Persönlichkeitsrechtsverletzung bei öffentlichen Bericht über Sexualleben des Partners

Der Kläger war der Lebensgefährte der Moderatorin S.K. Die Beklagte betrieb das Internetportal www.bild.de.  Am 28.11.2017 veröffentlichte die Beklagte auf ihrer Internetseite unter voller Nennung von Vor- und Zunamen der Beteiligten „Promi-Ladys“  einen mit „Bei den Promi-Ladys herrscht Sex-Flaute !“  einen Artikel. In dem u.a. ausgeführt wurde, dass S.K. in einem Interview mit „Bunte“ über ihr „Sex-Leben mit ihrem Partner S…S…“ (dem Kläger) geklagt habe, dass sie meist zu müde seien, um zwischenmenschliche Zärtlichkeiten auszutauschen und  zwei Jungs im Alter von zwei und vier Jahren hätten, ferner, dass sie nicht nur Jungs wolle sowie „Mein Mann kann nur Jungs !“. Der Kläger begehrte von der Beklagten die Unterlassung der Nennung seines Namens im Zusammenhang mit der streitgegenständlichen Berichterstattung als Partner von S.K. . Das Landgericht gab der Klage statt, das Oberlandesgericht wies sie ab. Auf die Revision stellet der BGH das landgerichtliche Urteil wieder her.

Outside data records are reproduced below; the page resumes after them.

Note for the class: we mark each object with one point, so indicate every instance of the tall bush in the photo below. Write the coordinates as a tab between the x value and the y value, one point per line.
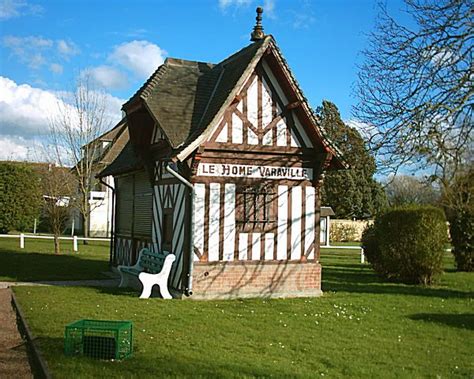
407	243
20	197
462	238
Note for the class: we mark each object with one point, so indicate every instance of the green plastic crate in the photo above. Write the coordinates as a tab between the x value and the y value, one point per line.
99	339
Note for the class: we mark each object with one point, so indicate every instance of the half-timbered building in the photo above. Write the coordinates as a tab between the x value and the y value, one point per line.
223	168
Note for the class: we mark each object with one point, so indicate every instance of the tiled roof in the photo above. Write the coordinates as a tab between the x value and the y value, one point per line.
184	96
126	161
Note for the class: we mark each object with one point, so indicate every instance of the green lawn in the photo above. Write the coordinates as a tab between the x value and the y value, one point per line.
38	262
361	327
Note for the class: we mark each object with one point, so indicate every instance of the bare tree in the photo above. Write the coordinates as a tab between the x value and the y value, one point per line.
74	132
416	88
58	185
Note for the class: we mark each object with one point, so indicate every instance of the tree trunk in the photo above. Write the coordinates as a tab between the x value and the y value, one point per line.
85	228
57	249
86	218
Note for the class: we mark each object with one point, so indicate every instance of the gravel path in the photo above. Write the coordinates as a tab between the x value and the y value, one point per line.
13	357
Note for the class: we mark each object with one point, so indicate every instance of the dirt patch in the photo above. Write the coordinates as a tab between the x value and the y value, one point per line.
13	355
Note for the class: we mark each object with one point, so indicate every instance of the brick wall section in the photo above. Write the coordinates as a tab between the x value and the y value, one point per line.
227	280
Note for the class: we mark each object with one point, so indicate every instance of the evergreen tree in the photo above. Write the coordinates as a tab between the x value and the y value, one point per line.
351	193
20	197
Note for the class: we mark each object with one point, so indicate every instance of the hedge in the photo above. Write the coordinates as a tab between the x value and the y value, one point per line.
407	243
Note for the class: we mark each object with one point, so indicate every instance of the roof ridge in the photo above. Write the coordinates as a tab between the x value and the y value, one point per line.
144	91
236	55
181	61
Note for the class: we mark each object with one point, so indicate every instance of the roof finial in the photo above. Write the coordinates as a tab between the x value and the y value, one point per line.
257	33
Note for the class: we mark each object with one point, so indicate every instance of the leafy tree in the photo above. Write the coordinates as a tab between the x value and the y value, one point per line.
416	87
20	197
351	193
416	90
405	190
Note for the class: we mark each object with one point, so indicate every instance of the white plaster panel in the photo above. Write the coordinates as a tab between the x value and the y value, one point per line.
199	214
296	214
229	222
310	220
214	212
282	223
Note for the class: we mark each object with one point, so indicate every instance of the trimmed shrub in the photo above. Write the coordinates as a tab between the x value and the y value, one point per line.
462	238
407	244
342	232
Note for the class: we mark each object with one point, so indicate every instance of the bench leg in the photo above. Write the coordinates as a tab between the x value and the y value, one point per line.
123	280
163	283
149	280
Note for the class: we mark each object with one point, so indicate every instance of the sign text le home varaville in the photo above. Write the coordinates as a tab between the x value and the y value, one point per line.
223	168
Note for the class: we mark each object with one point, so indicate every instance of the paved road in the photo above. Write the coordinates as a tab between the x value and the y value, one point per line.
13	356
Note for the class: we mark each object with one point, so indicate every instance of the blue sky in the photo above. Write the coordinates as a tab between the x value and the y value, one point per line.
44	45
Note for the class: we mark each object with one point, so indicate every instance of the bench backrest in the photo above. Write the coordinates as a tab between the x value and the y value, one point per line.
151	262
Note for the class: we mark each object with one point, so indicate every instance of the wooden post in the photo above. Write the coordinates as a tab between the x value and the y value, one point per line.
74	244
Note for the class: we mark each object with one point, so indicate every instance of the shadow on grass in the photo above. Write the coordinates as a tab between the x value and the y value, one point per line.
462	321
362	279
148	361
26	266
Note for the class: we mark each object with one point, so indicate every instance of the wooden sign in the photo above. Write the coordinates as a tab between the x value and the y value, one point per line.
257	172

Anspruchsgrundlage auf Unterlassung sei § 823 Abs. 1, § 1004 (analog) BGB iVm. Art. 1 Abs. 1, Art 2 Abs. 1 GG. Ausgangspunkt sei die überprüfbare Sinndeutung der angegriffenen Äußerung. Durch die Angabe einer „Sex-Flaute“, wonach es allenfalls noch selten zu sexuellen Kontakten käme, da bei „meistens viel zu müde“ seien, ergäbe sich der Sinngehalt. Der Kläger wolle im Zusammenhang mit dieser Aussage nicht als Partner von S.K, genannt werden und wende sich dagegen, mit den in den Aussagen enthaltenen Informationen auch zu seinem Sexualleben namentlich und damit für den Leser ohne weiteres identifizierbar in Verbindung gebracht zu werden.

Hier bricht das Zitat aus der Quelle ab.